Analyst coverage of The Necessity Retail REIT, Inc. (RTL) is currently limited, and AI analysis is pending. Key valuation metrics to consider include the company's P/E ratio, profit margin, and dividend yield. Investors should also monitor occupancy rates, lease renewals, and strategic acquisitions to assess the company's future performance. The current negative P/E ratio and lack of dividend payments may be a concern for some investors, while the high gross margin is a positive sign.

What are the main risks for RTL?

The Necessity Retail REIT, Inc. (RTL) faces several risks, including economic downturns that could impact tenant performance and occupancy rates. Rising interest rates could increase borrowing costs and reduce profitability. Increased competition from other REITs for attractive properties could also put pressure on rental rates and acquisition opportunities. Changes in consumer preferences and the growth of e-commerce could impact demand for traditional retail spaces, although RTL's focus on service-oriented retail may mitigate this risk.

What are the key factors to evaluate for RTL?

The Necessity Retail REIT, Inc. (RTL) currently holds an AI score of 56/100, indicating moderate score. Key strength: Diversified portfolio of retail properties.. Primary risk to monitor: Potential: Economic downturn impacting tenant performance.. This is not financial advice.

How frequently does RTL data refresh on this page?

RTL prices update in real time during U.S. market hours (9:30 AM-4:00 PM ET, weekdays). Fundamentals refresh after quarterly or annual filings. Analyst ratings and AI insights update daily. News is aggregated continuously from financial sources.

What has driven RTL's recent stock price performance?

Recent price movement in The Necessity Retail REIT, Inc. (RTL) can be influenced by earnings results, analyst revisions, sector rotation, and broader market sentiment. Notable catalyst: Diversified portfolio of retail properties.. Check the News and Technical Analysis tabs for the latest drivers. Past performance does not predict future results.

Should investors consider RTL overvalued or undervalued right now?

Determining whether The Necessity Retail REIT, Inc. (RTL) is overvalued or undervalued requires examining multiple metrics. Compare valuation ratios (P/E, P/S, EV/EBITDA) against sector peers for a comprehensive view.

What research should beginners do before buying RTL?

Before investing in The Necessity Retail REIT, Inc. (RTL), research these four areas: (1) the company's revenue model and competitive position (see Company Overview), (2) financial health through revenue growth, margins, and cash flow (see MoonshotScore), (3) what Wall Street analysts recommend and their price targets (see Analyst tab), and (4) specific risk factors that could impact the stock (see Risk Factors section).

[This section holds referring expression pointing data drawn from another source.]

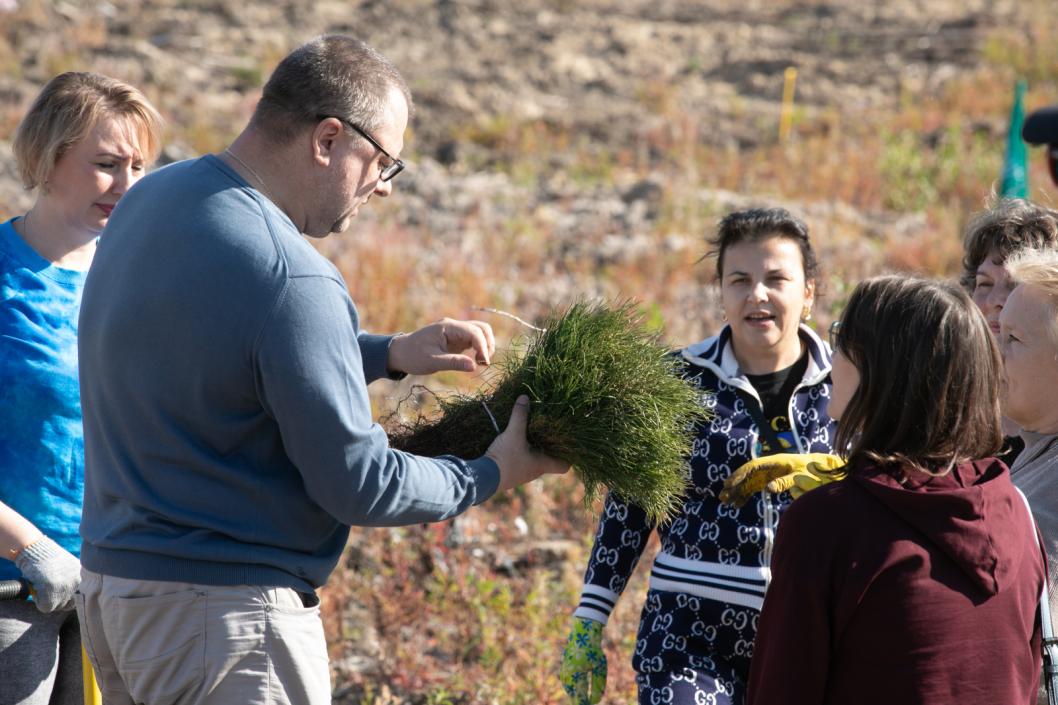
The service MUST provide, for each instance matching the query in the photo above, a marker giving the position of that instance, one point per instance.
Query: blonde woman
(85, 141)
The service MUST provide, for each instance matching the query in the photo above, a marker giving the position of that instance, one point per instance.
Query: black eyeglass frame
(1053, 162)
(834, 335)
(389, 170)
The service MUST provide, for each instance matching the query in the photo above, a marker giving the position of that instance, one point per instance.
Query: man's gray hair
(333, 75)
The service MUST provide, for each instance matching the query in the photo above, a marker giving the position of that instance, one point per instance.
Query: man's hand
(583, 671)
(54, 574)
(510, 450)
(448, 344)
(797, 472)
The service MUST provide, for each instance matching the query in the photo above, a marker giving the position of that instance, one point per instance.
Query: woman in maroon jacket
(917, 579)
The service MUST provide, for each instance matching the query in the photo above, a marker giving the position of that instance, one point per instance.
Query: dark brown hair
(1009, 226)
(332, 75)
(929, 369)
(755, 224)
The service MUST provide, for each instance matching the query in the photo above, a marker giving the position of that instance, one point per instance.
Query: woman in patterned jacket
(765, 379)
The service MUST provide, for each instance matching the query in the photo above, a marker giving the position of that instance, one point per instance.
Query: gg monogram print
(708, 581)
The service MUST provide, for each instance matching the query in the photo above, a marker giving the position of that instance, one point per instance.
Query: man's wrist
(23, 542)
(394, 371)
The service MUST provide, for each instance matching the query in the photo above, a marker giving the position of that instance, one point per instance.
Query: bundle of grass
(606, 396)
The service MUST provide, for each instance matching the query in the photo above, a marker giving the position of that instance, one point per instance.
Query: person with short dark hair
(765, 380)
(916, 579)
(84, 142)
(991, 237)
(227, 426)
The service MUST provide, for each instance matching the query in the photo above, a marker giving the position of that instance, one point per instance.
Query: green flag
(1016, 165)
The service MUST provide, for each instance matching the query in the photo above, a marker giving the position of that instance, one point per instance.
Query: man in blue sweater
(229, 433)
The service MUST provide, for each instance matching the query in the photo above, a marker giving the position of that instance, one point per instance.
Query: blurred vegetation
(475, 610)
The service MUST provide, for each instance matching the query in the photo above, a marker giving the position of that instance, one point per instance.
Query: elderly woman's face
(1029, 360)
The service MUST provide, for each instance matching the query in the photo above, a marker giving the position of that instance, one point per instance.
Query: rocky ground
(608, 72)
(554, 154)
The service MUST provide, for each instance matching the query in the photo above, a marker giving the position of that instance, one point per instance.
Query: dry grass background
(564, 149)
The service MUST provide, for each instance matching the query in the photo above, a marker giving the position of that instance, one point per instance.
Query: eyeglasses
(389, 170)
(834, 335)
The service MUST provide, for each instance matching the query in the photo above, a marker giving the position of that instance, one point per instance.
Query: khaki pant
(157, 643)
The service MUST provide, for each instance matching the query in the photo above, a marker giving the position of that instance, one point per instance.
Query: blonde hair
(66, 111)
(1038, 268)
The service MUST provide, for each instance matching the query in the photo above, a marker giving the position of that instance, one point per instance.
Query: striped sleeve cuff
(596, 603)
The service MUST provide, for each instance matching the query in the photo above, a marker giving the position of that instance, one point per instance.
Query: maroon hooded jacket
(897, 594)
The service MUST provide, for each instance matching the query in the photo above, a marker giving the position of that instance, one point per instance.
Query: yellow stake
(789, 78)
(92, 694)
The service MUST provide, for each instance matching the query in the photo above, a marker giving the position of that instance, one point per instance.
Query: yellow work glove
(583, 672)
(797, 472)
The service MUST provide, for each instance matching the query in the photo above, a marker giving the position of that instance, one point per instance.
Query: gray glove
(53, 572)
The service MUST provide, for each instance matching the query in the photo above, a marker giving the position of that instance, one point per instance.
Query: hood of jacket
(970, 513)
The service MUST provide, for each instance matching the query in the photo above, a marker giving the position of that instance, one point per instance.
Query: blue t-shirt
(41, 440)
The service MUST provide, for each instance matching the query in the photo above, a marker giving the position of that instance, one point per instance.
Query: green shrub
(606, 396)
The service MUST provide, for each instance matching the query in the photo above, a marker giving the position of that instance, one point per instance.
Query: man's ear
(324, 138)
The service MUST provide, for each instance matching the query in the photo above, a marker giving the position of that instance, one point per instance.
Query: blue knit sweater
(227, 427)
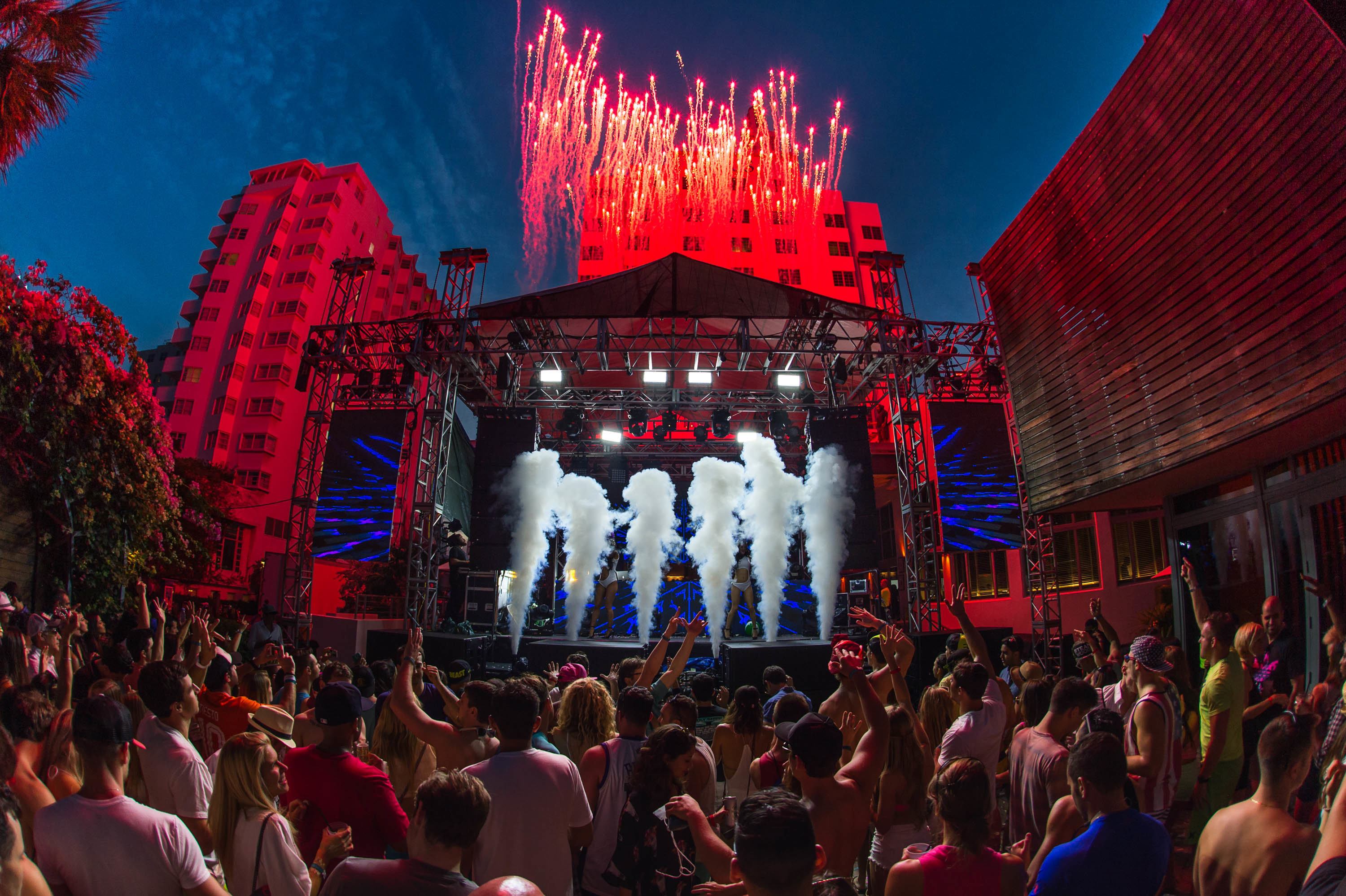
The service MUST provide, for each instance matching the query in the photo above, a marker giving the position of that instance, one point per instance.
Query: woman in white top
(743, 736)
(603, 596)
(255, 843)
(741, 587)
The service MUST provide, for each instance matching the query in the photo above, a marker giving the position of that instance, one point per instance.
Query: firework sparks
(632, 169)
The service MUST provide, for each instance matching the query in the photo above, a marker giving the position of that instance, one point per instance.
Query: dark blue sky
(957, 112)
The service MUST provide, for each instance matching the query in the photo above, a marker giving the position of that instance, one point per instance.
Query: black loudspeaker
(503, 434)
(847, 428)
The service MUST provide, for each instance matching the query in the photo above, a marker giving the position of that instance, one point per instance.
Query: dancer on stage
(603, 595)
(742, 588)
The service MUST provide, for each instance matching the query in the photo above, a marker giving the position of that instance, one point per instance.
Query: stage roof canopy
(675, 287)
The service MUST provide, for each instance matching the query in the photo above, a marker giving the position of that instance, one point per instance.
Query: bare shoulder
(905, 879)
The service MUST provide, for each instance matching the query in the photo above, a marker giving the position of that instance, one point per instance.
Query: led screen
(979, 495)
(360, 485)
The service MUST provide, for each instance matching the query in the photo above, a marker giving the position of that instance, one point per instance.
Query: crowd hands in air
(190, 754)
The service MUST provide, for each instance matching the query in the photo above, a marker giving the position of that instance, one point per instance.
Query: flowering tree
(84, 442)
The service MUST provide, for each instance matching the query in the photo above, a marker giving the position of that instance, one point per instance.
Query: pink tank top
(951, 872)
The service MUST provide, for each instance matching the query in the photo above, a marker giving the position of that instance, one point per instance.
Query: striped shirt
(1157, 794)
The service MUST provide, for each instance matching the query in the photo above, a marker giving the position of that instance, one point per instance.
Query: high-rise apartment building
(819, 256)
(231, 388)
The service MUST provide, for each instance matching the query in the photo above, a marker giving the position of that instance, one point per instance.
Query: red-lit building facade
(227, 380)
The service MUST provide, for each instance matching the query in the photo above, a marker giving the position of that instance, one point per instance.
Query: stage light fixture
(721, 423)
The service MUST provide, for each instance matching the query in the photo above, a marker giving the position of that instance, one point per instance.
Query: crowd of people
(171, 752)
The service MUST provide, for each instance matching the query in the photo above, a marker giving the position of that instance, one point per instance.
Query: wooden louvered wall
(1178, 283)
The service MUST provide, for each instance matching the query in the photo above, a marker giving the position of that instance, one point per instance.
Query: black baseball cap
(815, 739)
(103, 720)
(340, 704)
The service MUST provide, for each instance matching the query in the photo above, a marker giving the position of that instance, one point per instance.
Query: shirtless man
(839, 801)
(454, 747)
(1256, 848)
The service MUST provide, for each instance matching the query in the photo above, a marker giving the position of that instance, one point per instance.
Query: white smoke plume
(531, 493)
(652, 536)
(587, 520)
(715, 491)
(828, 510)
(770, 514)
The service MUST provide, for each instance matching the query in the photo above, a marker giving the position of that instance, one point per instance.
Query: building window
(284, 340)
(984, 572)
(258, 479)
(1138, 541)
(887, 533)
(271, 407)
(258, 442)
(231, 552)
(1076, 549)
(272, 372)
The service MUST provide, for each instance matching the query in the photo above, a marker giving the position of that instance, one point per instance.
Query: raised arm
(655, 662)
(976, 643)
(694, 630)
(873, 750)
(1200, 607)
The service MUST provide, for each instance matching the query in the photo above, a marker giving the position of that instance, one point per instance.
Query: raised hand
(865, 618)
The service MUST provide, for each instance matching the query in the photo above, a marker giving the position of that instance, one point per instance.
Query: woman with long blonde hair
(586, 720)
(61, 769)
(410, 761)
(901, 808)
(253, 840)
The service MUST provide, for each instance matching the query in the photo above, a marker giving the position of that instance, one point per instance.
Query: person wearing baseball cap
(100, 839)
(341, 787)
(1154, 738)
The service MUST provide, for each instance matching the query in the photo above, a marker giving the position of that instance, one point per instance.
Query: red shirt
(342, 789)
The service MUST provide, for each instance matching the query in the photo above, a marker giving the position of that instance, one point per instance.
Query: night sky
(957, 112)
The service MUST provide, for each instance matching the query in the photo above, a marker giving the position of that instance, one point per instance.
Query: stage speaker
(848, 430)
(503, 434)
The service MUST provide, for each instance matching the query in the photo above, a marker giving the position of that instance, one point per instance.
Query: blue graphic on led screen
(360, 485)
(979, 495)
(799, 607)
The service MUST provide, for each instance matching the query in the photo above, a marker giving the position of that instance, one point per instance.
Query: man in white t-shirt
(177, 778)
(539, 809)
(100, 840)
(978, 732)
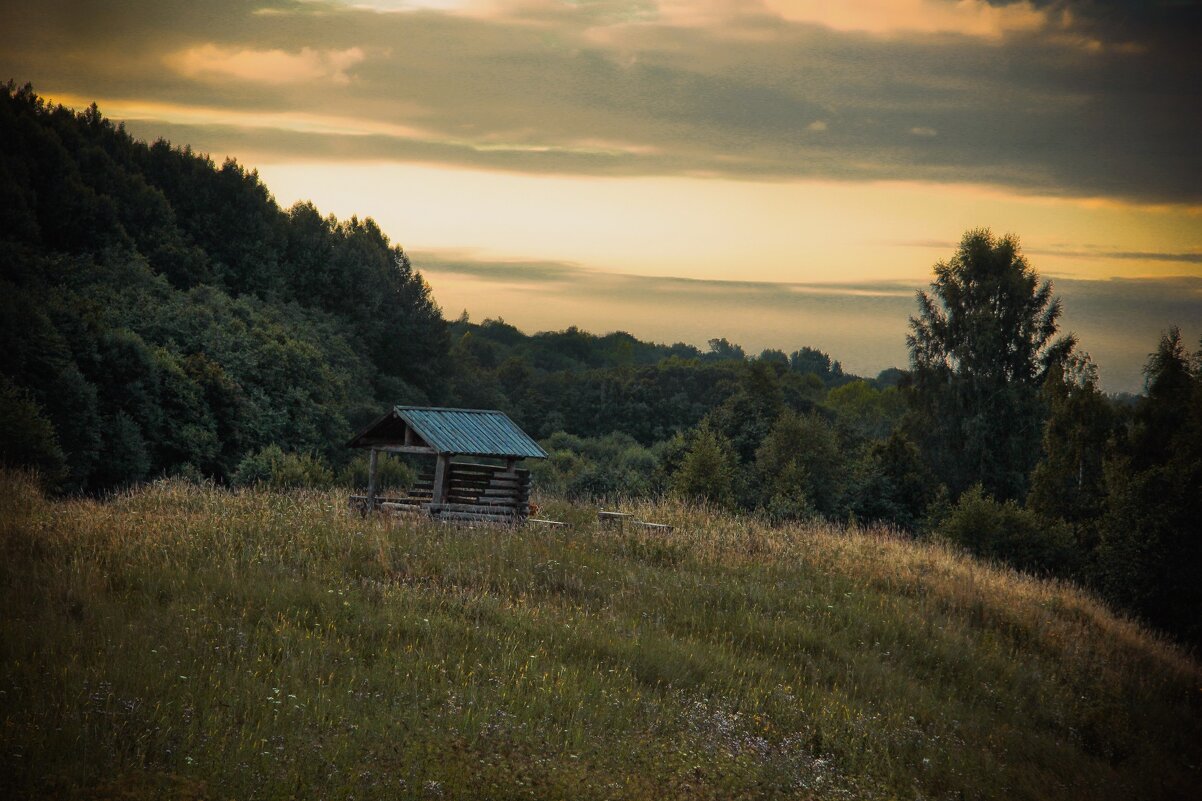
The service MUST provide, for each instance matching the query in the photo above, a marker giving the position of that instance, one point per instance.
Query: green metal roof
(468, 432)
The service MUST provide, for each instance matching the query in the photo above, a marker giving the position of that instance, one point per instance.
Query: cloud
(733, 89)
(307, 65)
(863, 324)
(893, 17)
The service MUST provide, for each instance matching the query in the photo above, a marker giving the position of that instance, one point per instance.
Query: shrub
(275, 468)
(1010, 533)
(708, 469)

Disclaimer: This content is for informational purposes only and does not constitute investment advice. Always do your own research and consult a financial advisor.

Official Resources

Analysis updated AI Score refreshed daily
Data Sources & Methodology
Market data powered by Financial Modeling Prep & Yahoo Finance. AI analysis by Stock Expert AI proprietary algorithms. Technical indicators via industry-standard calculations. Last updated: .

Data provided for informational purposes only.

Analysis Notes
  • Financial data is based on the most recent available information.
  • AI analysis is pending and may provide further insights.